Tuesday, 26 January 2010

Driving to town is always a deep and incredible experience

I have already spent a week here in Haiti. The week has passed extremely quickly, helping to get our programmes working and struggling with communication lines to the outside world.

Indeed time has passed by so quickly that I am not sure if I have really registered situation all around where I am. At the moment I feel somehow torn between two parallel different worlds. The first world is the relatively safe and secure children´s village here and the second tragedy immediately outside in Port-au-Prince and the villages around. Therefore every time I leave the village and drive into town has become a deep and moving experience.

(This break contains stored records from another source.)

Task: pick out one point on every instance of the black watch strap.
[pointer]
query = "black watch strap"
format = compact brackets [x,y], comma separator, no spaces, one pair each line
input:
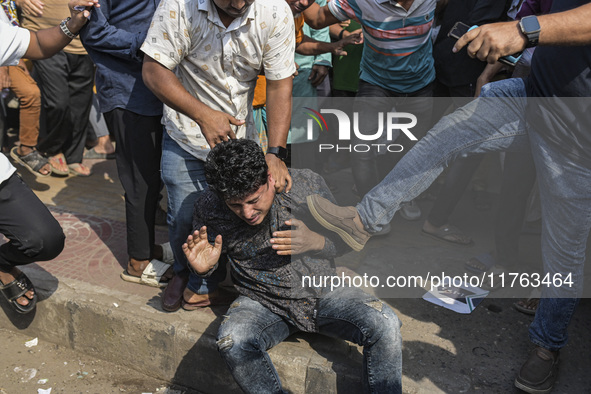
[278,151]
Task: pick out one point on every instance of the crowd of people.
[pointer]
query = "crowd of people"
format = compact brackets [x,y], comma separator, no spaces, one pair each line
[197,96]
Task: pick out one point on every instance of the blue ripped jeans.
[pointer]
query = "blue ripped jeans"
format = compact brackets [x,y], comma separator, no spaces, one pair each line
[250,329]
[184,177]
[494,123]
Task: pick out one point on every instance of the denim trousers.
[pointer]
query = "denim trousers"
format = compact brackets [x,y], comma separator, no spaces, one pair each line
[184,177]
[250,329]
[33,232]
[65,80]
[493,124]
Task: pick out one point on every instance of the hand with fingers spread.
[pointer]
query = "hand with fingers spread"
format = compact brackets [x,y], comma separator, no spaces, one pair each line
[201,255]
[216,126]
[300,239]
[279,172]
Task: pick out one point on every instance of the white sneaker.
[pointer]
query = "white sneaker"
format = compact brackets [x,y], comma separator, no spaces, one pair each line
[410,210]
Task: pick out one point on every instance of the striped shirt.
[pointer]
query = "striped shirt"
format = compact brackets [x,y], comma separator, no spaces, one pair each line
[397,52]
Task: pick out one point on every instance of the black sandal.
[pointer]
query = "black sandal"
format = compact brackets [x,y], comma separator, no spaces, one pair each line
[18,288]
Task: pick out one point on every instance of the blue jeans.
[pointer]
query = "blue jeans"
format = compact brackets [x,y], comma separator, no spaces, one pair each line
[250,329]
[369,167]
[490,125]
[184,177]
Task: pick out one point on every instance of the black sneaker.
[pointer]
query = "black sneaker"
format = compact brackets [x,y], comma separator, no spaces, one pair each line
[539,372]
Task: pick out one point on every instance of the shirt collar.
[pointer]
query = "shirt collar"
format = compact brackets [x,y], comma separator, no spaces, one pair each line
[212,14]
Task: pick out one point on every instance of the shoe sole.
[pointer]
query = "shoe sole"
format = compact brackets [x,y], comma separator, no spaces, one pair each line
[349,240]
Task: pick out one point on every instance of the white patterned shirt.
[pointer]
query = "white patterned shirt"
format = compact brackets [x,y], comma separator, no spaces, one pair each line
[219,65]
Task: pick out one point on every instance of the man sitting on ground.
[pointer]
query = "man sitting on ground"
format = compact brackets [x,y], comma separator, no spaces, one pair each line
[242,216]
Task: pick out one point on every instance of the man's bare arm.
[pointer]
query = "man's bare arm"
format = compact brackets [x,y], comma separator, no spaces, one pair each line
[215,125]
[318,17]
[47,42]
[492,41]
[278,121]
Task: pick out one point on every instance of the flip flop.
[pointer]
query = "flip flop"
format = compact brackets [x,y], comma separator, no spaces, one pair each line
[448,234]
[18,288]
[32,161]
[217,297]
[53,160]
[151,276]
[486,260]
[74,169]
[496,271]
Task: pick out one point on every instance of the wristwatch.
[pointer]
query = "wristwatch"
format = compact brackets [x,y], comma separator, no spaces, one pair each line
[278,151]
[530,27]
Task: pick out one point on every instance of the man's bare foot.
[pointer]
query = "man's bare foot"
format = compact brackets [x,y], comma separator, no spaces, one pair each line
[7,277]
[104,145]
[193,298]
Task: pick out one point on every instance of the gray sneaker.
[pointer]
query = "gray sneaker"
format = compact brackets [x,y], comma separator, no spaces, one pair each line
[410,210]
[338,219]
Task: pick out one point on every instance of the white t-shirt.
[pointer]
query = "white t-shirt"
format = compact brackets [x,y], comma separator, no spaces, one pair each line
[219,65]
[13,45]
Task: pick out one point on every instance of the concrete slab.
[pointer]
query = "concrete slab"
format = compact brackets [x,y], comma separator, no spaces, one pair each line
[84,305]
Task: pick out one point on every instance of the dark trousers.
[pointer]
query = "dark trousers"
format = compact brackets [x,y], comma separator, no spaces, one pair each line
[32,231]
[139,149]
[66,83]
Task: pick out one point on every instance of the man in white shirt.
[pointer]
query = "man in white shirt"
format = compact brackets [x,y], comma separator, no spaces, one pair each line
[202,60]
[33,233]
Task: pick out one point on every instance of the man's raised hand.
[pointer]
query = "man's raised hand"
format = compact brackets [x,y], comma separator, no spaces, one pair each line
[202,255]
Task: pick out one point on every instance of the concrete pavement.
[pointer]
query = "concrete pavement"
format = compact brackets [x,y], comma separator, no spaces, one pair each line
[84,305]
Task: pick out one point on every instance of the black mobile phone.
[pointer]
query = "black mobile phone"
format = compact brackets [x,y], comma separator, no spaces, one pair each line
[460,28]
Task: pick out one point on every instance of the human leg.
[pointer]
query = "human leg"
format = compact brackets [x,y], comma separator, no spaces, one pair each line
[364,165]
[33,234]
[246,333]
[353,315]
[52,77]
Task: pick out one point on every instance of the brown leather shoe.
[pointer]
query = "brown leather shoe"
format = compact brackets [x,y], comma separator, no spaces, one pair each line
[539,372]
[173,293]
[340,220]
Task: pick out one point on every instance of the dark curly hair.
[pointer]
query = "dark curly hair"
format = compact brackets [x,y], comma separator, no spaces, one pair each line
[236,168]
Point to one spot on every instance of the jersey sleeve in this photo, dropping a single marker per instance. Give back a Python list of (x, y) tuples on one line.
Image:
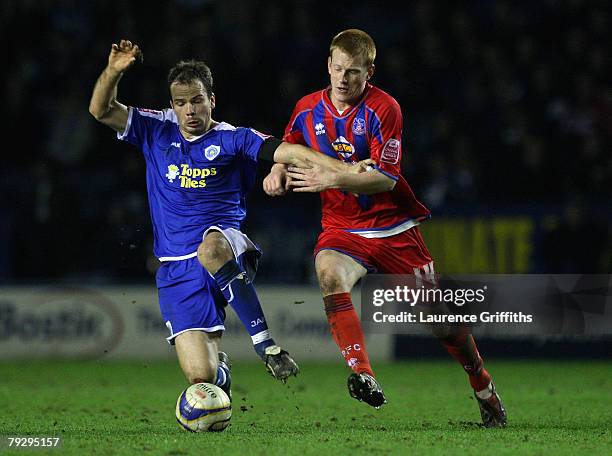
[(248, 142), (294, 132), (386, 139)]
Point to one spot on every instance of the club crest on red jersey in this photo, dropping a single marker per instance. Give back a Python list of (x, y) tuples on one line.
[(359, 126), (343, 148), (391, 151)]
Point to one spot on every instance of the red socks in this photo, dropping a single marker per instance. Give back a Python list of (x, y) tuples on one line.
[(345, 328), (463, 348)]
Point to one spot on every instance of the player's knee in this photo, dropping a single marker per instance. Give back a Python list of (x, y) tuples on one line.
[(203, 373), (329, 281), (214, 252)]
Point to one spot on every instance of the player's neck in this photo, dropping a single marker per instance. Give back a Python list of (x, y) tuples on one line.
[(342, 106)]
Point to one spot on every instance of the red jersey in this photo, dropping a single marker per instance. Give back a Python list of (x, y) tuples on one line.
[(370, 129)]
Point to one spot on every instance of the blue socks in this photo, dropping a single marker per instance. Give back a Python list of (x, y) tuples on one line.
[(240, 294)]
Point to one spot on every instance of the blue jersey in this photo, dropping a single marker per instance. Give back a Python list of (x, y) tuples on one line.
[(192, 185)]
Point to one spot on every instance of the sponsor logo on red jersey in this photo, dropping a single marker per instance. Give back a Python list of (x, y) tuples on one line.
[(390, 153)]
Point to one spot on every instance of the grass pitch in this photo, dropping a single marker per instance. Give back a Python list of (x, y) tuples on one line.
[(109, 408)]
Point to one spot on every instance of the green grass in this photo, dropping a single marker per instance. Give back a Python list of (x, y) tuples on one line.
[(128, 408)]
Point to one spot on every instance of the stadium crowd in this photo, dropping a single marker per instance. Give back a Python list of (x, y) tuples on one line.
[(506, 105)]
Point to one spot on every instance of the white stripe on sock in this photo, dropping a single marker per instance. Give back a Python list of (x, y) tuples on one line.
[(261, 336)]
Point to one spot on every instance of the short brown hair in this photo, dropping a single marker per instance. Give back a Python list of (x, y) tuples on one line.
[(188, 71), (355, 43)]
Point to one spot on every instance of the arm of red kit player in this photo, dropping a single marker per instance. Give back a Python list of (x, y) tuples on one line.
[(277, 182), (360, 178), (303, 157)]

Part of me still cannot believe, however often I see it, that this could be possible. But life is going on in town, and there you also have two parallel worlds. On the one hand extreme hardships in the refuge camps, eyes which look at you without hope, and on the other the first open shops and there are even people going to the barber or even washing their car. Perhaps this is just their way of coping with the situation and reaching for at least a little normality.

Normality is also important for the children and their families, it is part of recovery. That´s why here in Santo we have opened our social center again and have young children even coming to the Kindergarten in the morning. We also have restarted our family strengthening programs in our community centers. This network of community centres will give a lot of families on the edge access to food, medicine and also to things like day care for children, to allow parents time to rebuild or start earning some sort of living.

In the village we are busy preparing for the admission of more unaccompanied children in our safe shelter. So far over 20 are already here and every day more arrive. Together with other NGO´s we are wokring to find the most vulnerable children, young and alone. The registration process done by other organizations is still ongoing. And our  relief workers are out working in the refuge camps of Port-au-Prince to help the children still there in immediate need.